A survey last year found that while the majority of nurses think animals are hugely beneficial to patients, most of their workplaces did not allow animals.
It is hoped that the new, evidence-based protocol will dispel myths about the dangers of animals in health care settings and encourage all health services to consider if animals can aid their patients.
The guidance promises to help services to ensure the safety of patients, health care staff, animals and their owners, whilst allowing patients to reap the benefits that animals can bring.

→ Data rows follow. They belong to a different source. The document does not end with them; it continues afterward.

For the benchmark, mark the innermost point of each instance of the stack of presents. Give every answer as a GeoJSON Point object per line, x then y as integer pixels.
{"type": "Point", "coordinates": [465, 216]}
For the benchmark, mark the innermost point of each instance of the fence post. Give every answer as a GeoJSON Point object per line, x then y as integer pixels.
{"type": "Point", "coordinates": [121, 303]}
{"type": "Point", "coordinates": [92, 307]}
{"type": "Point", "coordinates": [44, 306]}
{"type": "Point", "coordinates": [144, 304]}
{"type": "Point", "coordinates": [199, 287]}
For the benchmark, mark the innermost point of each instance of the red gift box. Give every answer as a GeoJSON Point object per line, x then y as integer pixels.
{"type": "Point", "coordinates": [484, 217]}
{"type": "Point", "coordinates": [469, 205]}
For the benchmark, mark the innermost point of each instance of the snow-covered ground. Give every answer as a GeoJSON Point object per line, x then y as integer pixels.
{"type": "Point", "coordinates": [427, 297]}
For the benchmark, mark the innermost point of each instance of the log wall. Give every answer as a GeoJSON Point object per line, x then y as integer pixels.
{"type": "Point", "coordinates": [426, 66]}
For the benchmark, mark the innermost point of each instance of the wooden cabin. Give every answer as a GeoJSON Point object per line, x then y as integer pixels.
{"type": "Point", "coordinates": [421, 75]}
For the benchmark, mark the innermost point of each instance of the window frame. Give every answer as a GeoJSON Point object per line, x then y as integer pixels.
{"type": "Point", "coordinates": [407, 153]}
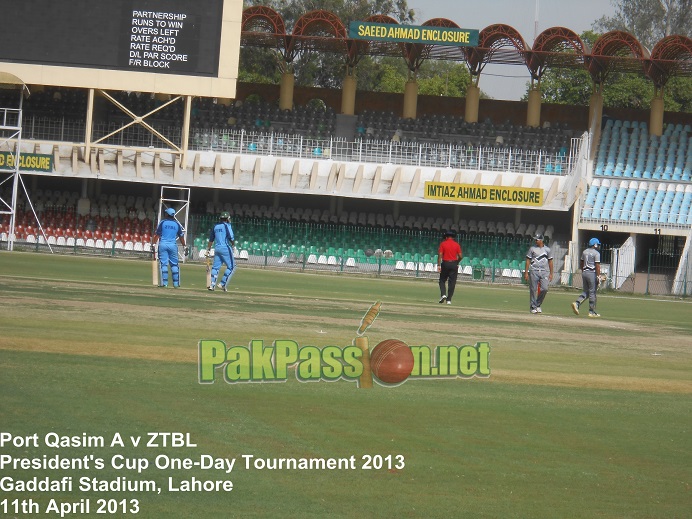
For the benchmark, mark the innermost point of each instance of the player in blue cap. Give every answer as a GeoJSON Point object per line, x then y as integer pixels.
{"type": "Point", "coordinates": [222, 237]}
{"type": "Point", "coordinates": [168, 231]}
{"type": "Point", "coordinates": [590, 276]}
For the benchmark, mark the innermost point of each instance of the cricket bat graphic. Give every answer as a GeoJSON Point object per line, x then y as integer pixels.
{"type": "Point", "coordinates": [154, 270]}
{"type": "Point", "coordinates": [208, 271]}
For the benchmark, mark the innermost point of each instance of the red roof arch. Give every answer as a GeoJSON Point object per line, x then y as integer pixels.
{"type": "Point", "coordinates": [491, 44]}
{"type": "Point", "coordinates": [615, 49]}
{"type": "Point", "coordinates": [555, 47]}
{"type": "Point", "coordinates": [670, 56]}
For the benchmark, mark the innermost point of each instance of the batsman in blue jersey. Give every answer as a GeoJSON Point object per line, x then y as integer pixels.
{"type": "Point", "coordinates": [168, 231]}
{"type": "Point", "coordinates": [221, 236]}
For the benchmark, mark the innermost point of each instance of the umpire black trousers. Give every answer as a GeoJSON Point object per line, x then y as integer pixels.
{"type": "Point", "coordinates": [448, 278]}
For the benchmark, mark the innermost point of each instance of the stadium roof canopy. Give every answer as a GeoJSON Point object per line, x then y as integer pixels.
{"type": "Point", "coordinates": [557, 47]}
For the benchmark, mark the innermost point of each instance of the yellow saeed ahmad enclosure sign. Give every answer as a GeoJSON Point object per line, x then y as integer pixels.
{"type": "Point", "coordinates": [483, 194]}
{"type": "Point", "coordinates": [413, 34]}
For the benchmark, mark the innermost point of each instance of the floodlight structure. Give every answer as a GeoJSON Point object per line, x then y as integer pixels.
{"type": "Point", "coordinates": [11, 132]}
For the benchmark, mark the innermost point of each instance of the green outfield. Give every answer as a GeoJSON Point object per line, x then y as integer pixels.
{"type": "Point", "coordinates": [579, 418]}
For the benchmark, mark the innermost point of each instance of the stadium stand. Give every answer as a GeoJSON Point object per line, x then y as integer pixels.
{"type": "Point", "coordinates": [302, 193]}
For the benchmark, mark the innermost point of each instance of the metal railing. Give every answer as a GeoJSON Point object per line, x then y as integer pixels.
{"type": "Point", "coordinates": [298, 145]}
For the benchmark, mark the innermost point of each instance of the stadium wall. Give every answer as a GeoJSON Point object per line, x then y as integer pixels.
{"type": "Point", "coordinates": [497, 110]}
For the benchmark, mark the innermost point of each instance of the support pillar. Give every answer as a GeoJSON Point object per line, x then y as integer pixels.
{"type": "Point", "coordinates": [348, 93]}
{"type": "Point", "coordinates": [286, 91]}
{"type": "Point", "coordinates": [410, 99]}
{"type": "Point", "coordinates": [595, 117]}
{"type": "Point", "coordinates": [656, 113]}
{"type": "Point", "coordinates": [473, 95]}
{"type": "Point", "coordinates": [533, 111]}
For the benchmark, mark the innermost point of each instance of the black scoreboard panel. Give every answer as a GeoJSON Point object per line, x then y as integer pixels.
{"type": "Point", "coordinates": [159, 36]}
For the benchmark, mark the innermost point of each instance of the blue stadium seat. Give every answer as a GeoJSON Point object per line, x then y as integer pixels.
{"type": "Point", "coordinates": [642, 190]}
{"type": "Point", "coordinates": [645, 213]}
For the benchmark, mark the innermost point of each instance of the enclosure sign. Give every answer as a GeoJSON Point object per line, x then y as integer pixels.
{"type": "Point", "coordinates": [27, 161]}
{"type": "Point", "coordinates": [413, 34]}
{"type": "Point", "coordinates": [483, 194]}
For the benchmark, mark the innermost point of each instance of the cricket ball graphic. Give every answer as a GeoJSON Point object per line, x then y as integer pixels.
{"type": "Point", "coordinates": [391, 361]}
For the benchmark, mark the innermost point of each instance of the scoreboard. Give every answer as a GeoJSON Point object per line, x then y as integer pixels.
{"type": "Point", "coordinates": [124, 44]}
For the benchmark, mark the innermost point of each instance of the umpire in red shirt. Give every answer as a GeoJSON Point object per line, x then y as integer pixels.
{"type": "Point", "coordinates": [448, 258]}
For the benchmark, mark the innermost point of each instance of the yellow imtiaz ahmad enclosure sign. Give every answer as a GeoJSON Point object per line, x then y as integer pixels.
{"type": "Point", "coordinates": [483, 194]}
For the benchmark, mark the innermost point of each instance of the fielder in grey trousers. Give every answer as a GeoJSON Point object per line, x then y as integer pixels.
{"type": "Point", "coordinates": [590, 270]}
{"type": "Point", "coordinates": [538, 273]}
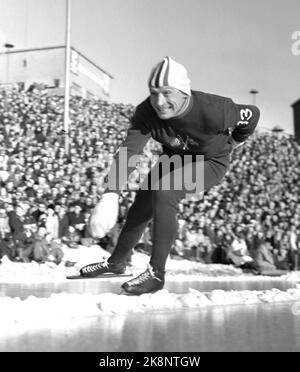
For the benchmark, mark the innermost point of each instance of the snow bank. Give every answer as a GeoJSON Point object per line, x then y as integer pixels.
{"type": "Point", "coordinates": [63, 306]}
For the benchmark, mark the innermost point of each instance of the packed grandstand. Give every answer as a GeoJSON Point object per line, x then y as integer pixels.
{"type": "Point", "coordinates": [251, 220]}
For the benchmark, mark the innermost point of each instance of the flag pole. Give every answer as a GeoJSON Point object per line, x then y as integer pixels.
{"type": "Point", "coordinates": [67, 75]}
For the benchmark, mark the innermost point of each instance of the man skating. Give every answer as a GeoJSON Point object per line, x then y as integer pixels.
{"type": "Point", "coordinates": [198, 131]}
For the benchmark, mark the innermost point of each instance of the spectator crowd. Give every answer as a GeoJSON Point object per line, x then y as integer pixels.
{"type": "Point", "coordinates": [250, 220]}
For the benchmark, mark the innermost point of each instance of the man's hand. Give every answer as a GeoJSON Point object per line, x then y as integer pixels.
{"type": "Point", "coordinates": [104, 216]}
{"type": "Point", "coordinates": [234, 143]}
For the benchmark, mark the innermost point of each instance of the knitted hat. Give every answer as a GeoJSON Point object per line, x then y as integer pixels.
{"type": "Point", "coordinates": [170, 73]}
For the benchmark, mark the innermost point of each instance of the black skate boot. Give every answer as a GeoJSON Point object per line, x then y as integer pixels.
{"type": "Point", "coordinates": [103, 267]}
{"type": "Point", "coordinates": [148, 282]}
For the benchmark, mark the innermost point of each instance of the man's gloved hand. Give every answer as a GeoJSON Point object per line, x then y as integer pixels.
{"type": "Point", "coordinates": [234, 143]}
{"type": "Point", "coordinates": [104, 216]}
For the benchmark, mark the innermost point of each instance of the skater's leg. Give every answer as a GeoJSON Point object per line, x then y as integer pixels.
{"type": "Point", "coordinates": [165, 227]}
{"type": "Point", "coordinates": [138, 217]}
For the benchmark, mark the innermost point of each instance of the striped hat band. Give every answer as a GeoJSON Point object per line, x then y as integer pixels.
{"type": "Point", "coordinates": [170, 73]}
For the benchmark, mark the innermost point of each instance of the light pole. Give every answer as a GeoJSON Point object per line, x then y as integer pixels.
{"type": "Point", "coordinates": [8, 47]}
{"type": "Point", "coordinates": [67, 74]}
{"type": "Point", "coordinates": [254, 92]}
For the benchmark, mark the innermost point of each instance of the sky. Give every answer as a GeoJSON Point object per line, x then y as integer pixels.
{"type": "Point", "coordinates": [228, 46]}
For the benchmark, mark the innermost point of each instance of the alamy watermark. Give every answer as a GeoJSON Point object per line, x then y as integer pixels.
{"type": "Point", "coordinates": [177, 172]}
{"type": "Point", "coordinates": [296, 44]}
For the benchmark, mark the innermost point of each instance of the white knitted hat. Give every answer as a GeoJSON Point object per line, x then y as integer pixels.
{"type": "Point", "coordinates": [170, 73]}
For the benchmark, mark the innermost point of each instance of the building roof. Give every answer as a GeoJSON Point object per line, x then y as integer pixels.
{"type": "Point", "coordinates": [12, 51]}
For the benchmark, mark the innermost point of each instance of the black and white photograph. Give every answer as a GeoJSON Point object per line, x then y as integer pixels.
{"type": "Point", "coordinates": [149, 179]}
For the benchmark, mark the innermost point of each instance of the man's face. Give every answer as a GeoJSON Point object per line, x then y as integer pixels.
{"type": "Point", "coordinates": [167, 101]}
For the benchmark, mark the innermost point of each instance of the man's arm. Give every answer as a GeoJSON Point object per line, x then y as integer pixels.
{"type": "Point", "coordinates": [104, 215]}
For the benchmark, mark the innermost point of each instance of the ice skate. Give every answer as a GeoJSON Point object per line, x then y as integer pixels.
{"type": "Point", "coordinates": [100, 268]}
{"type": "Point", "coordinates": [148, 282]}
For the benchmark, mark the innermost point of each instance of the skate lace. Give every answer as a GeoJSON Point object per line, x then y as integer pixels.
{"type": "Point", "coordinates": [94, 267]}
{"type": "Point", "coordinates": [148, 274]}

In the recent survey, nine in 10 nurses said they felt animals can improve the health of patients with depression and other mental health problems, while 60 per cent believed that animals can help speed patient recovery.
“Anyone who’s worked in this area can see the amazing impact animals have on the health of adults and children alike,” said Amanda Cheesley, RCN professional lead for long-term conditions and end-of-life care.
“However there are so many myths around the dangers of having animals in health care settings that most organisations are too concerned to try it out.
“This protocol will help to dispel these fears by supporting hospitals to include animals in the care they deliver in a safe and professional way. We hope that it will encourage all health services to consider how animals can help their patients and help us to remove the taboo from what is a really remarkable area of care.”